Review question

# What's this angle of elevation given two others? Add to your resource collection Remove from your resource collection Add notes to this resource View your notes for this resource

Ref: R7756

## Solution

The angular elevation of the summit of a mountain is measured from three points on a straight level road. From a point due south of the summit the elevation is $\alpha$, from a point due east of it the elevation is $\beta$, and from the point of the road nearest to the summit the elevation is $\gamma$.

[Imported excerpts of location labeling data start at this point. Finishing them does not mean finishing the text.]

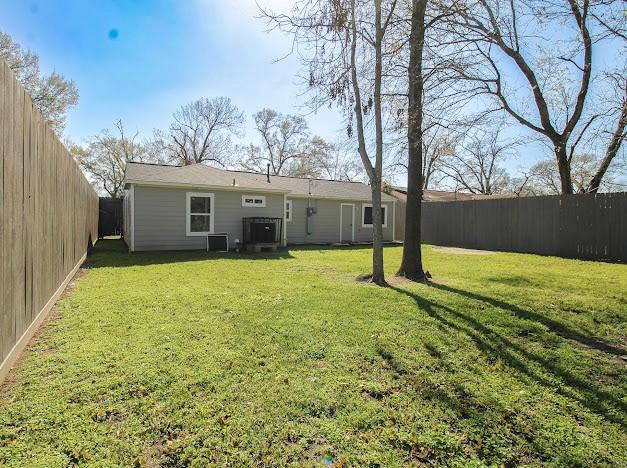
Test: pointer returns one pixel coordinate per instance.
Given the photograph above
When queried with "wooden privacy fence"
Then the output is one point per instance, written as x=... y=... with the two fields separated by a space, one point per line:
x=48 y=214
x=590 y=226
x=110 y=217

If the direction of the road makes angle $\theta$ east of north, prove that

1. $\tan\theta=\tan\alpha\cot\beta$

Let us choose the length $AO$ to be $1$, without loss of generality. (This says effectively that our angles will be the same whatever $AO$ is.)

Let the height of the mountain be $h$. We have three expressions for the height $h$: \begin{align*} \triangle AOM:\quad h&=\tan\alpha\\ \triangle BOM:\quad h&=\tan\theta\tan\beta\\ \triangle COM:\quad h&=\sin\theta\tan\gamma. \end{align*}

Equating $h$ from triangles $AOM$ and $BOM$, we get $h=\tan\alpha=\tan\theta\tan\beta$ so $\tan\theta=\tan\alpha\cot\beta$ as required.

1. $\tan^2\gamma=\tan^2\alpha+\tan^2\beta$.

We will use here the identity $1+\cot^2\theta=\cosec^2\theta.$

We have from the diagrams

1. $\tan^2 \gamma = \dfrac{h^2}{OC^2}$
2. $\tan^2\alpha = h^2$
3. $\tan^2\beta = \dfrac{h^2}{OB^2},$ so
\begin{align*} \tan^2\alpha + \tan^2\beta &= h^2 + \dfrac{h^2}{OB^2} \\ &=h^2\left(1 + \dfrac{1}{OB^2}\right)\\ &= h^2(1+\cot^2\theta)\\ &= h^2\cosec^2\theta\\ &= \dfrac{h^2}{\sin^2\theta}\\ &= \tan^2\gamma. \end{align*}

Find $\gamma$, if $\theta=31^{\circ}$ and $\alpha=8^{\circ}$.

We can eliminate $\beta$ from the results of (i) and (ii) to get $\tan^2\gamma=\frac{\tan^2\alpha}{\sin^2\theta}.$ Substituting in the values for $\theta$ and $\alpha$, we find $\gamma\approx15.3^\circ$.